I keep tripping over a weird-to-me German word, “spielzeug.”  I may be wrong, but I think the thing is pronounced, “sch-PEEL-zoyg.”  The word itself means “toy” or “plaything.” It literally translates as “play piece.”

Underneath that everyday meaning is one that points to a palpable, peculiar, unarticulated and elusive quality of an object (either man-made or natural) that feels “right” for reasons you can’t explain.  Places and people can have the same quality as well.

When you meet that particular “rightness,” you feel well and right and good. The world feels well and right and good.  That rightness lifts you up and opens you up to another level of energy that you can use when you do your walk.

Think about some of your favorite things.  Here are five of mine:

  • There’s that mug that pleases my eye and fits well in my hand and holds just the right amount of coffee to help me start my day well.
  • There’s that bit of artwork that makes me smile whenever I see it because it was lovingly made just for me by an old friend who is gone now.

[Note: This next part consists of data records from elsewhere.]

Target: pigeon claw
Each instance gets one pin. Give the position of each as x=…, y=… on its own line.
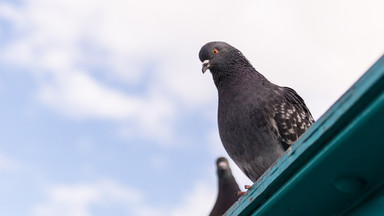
x=240, y=193
x=205, y=65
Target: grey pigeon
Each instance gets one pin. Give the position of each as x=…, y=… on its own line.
x=258, y=120
x=227, y=188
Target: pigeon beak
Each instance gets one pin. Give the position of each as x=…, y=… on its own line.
x=205, y=65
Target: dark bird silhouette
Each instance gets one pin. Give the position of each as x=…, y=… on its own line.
x=257, y=119
x=227, y=188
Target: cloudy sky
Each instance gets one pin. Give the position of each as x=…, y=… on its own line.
x=104, y=109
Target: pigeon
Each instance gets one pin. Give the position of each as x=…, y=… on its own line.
x=258, y=120
x=227, y=188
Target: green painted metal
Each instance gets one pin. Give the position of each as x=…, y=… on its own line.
x=336, y=167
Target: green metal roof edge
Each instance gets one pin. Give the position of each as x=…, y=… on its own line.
x=344, y=110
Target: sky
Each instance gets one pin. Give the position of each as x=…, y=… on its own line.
x=104, y=109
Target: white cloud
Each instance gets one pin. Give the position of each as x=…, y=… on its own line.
x=79, y=199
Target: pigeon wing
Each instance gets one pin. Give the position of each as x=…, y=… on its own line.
x=292, y=117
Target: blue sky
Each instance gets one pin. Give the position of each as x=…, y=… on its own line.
x=104, y=109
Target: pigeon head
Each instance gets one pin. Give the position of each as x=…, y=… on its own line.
x=219, y=57
x=223, y=169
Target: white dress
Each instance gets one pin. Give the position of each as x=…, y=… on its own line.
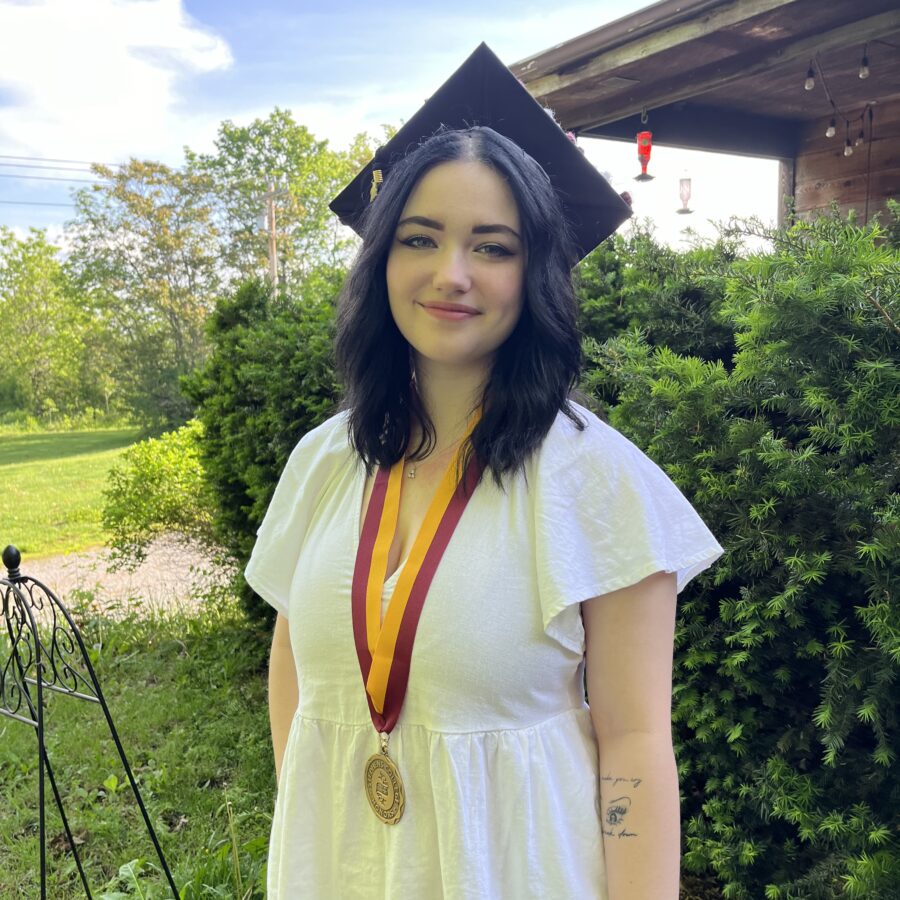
x=495, y=743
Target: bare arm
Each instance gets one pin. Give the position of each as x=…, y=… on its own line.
x=283, y=695
x=629, y=635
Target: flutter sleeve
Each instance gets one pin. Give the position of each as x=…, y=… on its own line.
x=607, y=516
x=270, y=571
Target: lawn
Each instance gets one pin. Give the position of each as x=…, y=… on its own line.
x=187, y=693
x=52, y=485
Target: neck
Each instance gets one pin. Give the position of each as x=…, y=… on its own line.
x=449, y=396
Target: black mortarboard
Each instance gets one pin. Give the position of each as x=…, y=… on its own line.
x=482, y=91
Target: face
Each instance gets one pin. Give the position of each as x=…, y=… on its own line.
x=456, y=268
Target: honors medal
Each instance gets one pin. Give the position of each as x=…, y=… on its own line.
x=384, y=787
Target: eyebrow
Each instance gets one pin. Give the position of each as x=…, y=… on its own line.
x=478, y=229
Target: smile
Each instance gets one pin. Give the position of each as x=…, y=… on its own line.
x=451, y=312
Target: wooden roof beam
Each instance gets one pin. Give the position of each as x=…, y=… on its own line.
x=692, y=83
x=724, y=16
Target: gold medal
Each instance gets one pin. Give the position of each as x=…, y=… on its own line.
x=384, y=787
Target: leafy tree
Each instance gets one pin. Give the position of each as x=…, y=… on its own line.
x=307, y=175
x=144, y=253
x=47, y=367
x=785, y=702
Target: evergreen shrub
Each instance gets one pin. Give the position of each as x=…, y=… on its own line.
x=158, y=486
x=268, y=380
x=787, y=649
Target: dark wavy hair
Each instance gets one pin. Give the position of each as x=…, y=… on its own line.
x=534, y=370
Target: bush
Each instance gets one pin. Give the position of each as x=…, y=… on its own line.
x=158, y=486
x=785, y=706
x=269, y=379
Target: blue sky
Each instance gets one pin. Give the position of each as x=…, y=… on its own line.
x=103, y=80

It was the inspiration for a whole new kind of making that led me to other good adventures.
  • There’s the little baby teddy-bear, long-abandoned by one of my grown babies, peeking out at me from its place on a shelf — a reminder of a lifetime of special joys and sorrows.
  • The mondo stash of crafting and art supplies and equipment sits, waiting for my next foray into “little-god” world, where I get to let out my Inner Maker.
  • And then there’s the ever-changing library of books by authors whose minds and hearts resonate with mine that I can revisit whenever I like.

You probably have your own favorites that help make your own life feel richer.  They probably could be labeled as “spielzug” too.

They are the things to which you feel a connection, the things that you can, maybe, love.

real-monkey
“When a child loves you for a long, long time, not just to play with but REALLY loves you, then you become Real” by Jan via Flickr [CC BY-2.0]

THE LOVE OF STUFF….

Okay.  I get it.  It’s probably not politically correct or something to confess that one “loves” things or even that things do matter – a lot, sometimes.

The ubiquitous Right-Thinking Folks keep telling us that people and life experiences and all that are more important and worthier of attention than mere “things.”

HVD
“HVD” by Sarah Marafi via Flickr [CC BY-NC 2.0]
In this post-modern world, it seems, a love of stuff has been reframed as a propensity for hoarding and cluttering up the place with useless junk as well as some sort of sure sign of a certain shallowness of character, perhaps.

As Carlin points out, “Other people’s stuff is shit and your shit is stuff.”

Right.

(If I were pressed to the wall, though, I’d probably confess that I love Boo-Bear way more than a lot of the people with whom I am acquainted.  Fact is, I probably love my coffee cup more than…. Nah, nah, nah.  Getting carried away.  Sorry.)

The fact is, we all love certain things more than other things.

So, of course, I have to ask:  Why IS that?

THE SMARTY-PANTS PONTIFICATE

Archaeologists, sociologists, psychologists and philosophers have all weighed in with studies and musings about the function of stuff-love in the evolution of our flavor of human-ness.

The development, structure, and function of our societies, our psyches and even our souls, they say, can be sussed out by looking at our “material culture,” the stuff with which we surround ourselves.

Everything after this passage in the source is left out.